Assuming January through March are considered Q1 (some countries/companies separate their financial year from their calendar year), the following code should work:
var today = new Date();
var quarter = Math.floor((today.getMonth() + 3) / 3);
This gives you:
Month getMonth() quarter
--------- ---------- -------
January 0 1
February 1 1
March 2 1
April 3 2
May 4 2
June 5 2
July 6 3
August 7 3
September 8 3
October 9 4
November 10 4
December 11 4
As to how to get the days remaining in the quarter, it's basically figuring out the first day of the next quarter and working out the difference, something like:
var today = new Date();
var quarter = Math.floor((today.getMonth() + 3) / 3);
var nextq;
if (quarter == 4) {
nextq = new Date (today.getFullYear() + 1, 1, 1);
} else {
nextq = new Date (today.getFullYear(), quarter * 3, 1);
}
var millis1 = today.getTime();
var millis2 = nextq.getTime();
var daydiff = (millis2 - millis1) / 1000 / 60 / 60 / 24;
That's untested but the theory is sound. Basically create a date corresponding to the next quarter, convert it and today into milliseconds since the start of the epoch, then the difference is the number of milliseconds.

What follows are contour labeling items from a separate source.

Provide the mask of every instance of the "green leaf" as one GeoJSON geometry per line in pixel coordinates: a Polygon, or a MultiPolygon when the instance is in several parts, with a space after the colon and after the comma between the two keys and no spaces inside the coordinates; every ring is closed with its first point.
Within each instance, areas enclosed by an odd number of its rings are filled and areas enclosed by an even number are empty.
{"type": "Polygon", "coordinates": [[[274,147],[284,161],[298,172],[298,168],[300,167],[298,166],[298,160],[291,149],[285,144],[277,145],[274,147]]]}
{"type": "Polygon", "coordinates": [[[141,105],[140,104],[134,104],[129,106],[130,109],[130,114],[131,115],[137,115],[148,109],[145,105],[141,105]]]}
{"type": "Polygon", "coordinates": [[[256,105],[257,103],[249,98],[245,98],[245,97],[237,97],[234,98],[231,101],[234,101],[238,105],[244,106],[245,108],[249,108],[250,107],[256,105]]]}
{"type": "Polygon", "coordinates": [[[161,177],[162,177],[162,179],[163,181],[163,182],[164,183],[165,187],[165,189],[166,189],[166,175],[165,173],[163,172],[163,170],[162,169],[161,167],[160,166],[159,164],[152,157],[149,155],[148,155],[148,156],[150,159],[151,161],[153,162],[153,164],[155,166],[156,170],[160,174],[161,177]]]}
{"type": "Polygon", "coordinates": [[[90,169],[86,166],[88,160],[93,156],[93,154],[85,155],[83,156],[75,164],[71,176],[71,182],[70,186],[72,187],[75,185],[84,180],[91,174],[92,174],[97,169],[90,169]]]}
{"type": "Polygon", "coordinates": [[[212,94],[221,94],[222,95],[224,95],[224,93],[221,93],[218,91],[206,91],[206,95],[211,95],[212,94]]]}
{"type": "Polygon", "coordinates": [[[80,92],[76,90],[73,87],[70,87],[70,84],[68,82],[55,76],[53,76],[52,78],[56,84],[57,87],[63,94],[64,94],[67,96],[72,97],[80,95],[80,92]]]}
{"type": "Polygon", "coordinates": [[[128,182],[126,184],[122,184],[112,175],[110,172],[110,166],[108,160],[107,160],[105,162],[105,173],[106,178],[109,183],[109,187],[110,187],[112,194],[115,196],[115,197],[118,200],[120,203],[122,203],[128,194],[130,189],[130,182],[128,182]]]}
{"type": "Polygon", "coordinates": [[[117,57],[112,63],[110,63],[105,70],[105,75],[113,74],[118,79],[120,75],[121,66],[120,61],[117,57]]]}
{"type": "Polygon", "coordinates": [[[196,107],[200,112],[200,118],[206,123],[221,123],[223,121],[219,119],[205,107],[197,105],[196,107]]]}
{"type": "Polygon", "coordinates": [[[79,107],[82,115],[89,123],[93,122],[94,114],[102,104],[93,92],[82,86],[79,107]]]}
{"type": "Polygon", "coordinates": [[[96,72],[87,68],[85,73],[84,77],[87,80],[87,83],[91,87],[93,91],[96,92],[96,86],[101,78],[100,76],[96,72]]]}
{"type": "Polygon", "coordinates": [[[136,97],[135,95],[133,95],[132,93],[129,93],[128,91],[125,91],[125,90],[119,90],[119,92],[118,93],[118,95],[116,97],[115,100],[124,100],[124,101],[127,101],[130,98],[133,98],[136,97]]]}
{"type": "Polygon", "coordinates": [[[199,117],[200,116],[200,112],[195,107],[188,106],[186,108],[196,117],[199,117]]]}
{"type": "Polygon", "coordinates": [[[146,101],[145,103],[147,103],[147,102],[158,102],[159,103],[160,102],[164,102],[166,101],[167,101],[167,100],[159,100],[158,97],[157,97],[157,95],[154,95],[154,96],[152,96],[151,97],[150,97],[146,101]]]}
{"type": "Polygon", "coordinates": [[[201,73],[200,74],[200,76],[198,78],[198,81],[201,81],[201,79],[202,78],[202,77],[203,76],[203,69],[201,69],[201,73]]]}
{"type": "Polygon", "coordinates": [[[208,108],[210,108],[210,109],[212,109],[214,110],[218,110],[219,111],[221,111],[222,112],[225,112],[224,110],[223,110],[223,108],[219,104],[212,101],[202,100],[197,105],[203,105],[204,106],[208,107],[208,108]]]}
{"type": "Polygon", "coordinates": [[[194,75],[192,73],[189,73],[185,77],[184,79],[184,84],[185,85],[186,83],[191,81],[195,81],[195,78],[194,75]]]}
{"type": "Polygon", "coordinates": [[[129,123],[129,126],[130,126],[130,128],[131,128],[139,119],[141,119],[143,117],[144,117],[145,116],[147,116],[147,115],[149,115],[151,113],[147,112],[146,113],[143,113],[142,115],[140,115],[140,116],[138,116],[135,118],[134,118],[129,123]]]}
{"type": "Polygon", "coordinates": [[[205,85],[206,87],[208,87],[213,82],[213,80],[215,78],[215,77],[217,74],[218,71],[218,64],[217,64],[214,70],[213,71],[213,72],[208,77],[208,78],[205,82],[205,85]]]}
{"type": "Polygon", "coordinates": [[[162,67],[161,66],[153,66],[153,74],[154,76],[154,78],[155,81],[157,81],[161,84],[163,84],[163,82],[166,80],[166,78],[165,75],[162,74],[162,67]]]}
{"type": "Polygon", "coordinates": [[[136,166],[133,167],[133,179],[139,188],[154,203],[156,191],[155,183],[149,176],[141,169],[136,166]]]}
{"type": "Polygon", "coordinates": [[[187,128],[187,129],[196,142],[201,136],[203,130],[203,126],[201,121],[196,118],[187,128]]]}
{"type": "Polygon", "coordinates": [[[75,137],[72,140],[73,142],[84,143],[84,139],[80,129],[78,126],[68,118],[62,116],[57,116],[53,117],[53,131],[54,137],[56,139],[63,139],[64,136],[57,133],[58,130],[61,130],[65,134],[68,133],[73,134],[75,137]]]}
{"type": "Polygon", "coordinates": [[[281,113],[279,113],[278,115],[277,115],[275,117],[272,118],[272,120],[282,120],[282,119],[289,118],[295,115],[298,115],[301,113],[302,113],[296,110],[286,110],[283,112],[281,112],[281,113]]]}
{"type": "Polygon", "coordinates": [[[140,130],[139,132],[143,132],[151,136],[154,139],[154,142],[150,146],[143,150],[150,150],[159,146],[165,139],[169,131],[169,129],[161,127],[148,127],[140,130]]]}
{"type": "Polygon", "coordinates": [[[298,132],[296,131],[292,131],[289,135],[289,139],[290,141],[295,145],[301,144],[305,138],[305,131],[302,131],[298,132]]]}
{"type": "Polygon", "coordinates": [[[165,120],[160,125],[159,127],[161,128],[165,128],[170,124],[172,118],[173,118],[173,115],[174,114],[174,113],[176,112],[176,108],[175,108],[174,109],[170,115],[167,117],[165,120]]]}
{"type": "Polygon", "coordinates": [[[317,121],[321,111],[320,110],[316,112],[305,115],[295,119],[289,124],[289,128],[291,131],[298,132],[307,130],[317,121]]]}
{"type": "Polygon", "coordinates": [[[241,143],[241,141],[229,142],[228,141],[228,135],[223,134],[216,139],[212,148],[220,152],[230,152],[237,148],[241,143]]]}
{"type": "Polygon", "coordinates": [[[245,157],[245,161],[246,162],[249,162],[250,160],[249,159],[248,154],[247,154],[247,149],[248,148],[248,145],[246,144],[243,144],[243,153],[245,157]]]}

Divide that by the number of milliseconds in a day and you have the difference in days.
That gives you (at least roughly) number of days left in the quarter. You may need to fine-tune it to ensure all times are set to the same value (00:00:00) so that the difference is in exact days.
It may also be off by one, depending on your actual definition of "days left in the quarter".
But it should be a good starting point.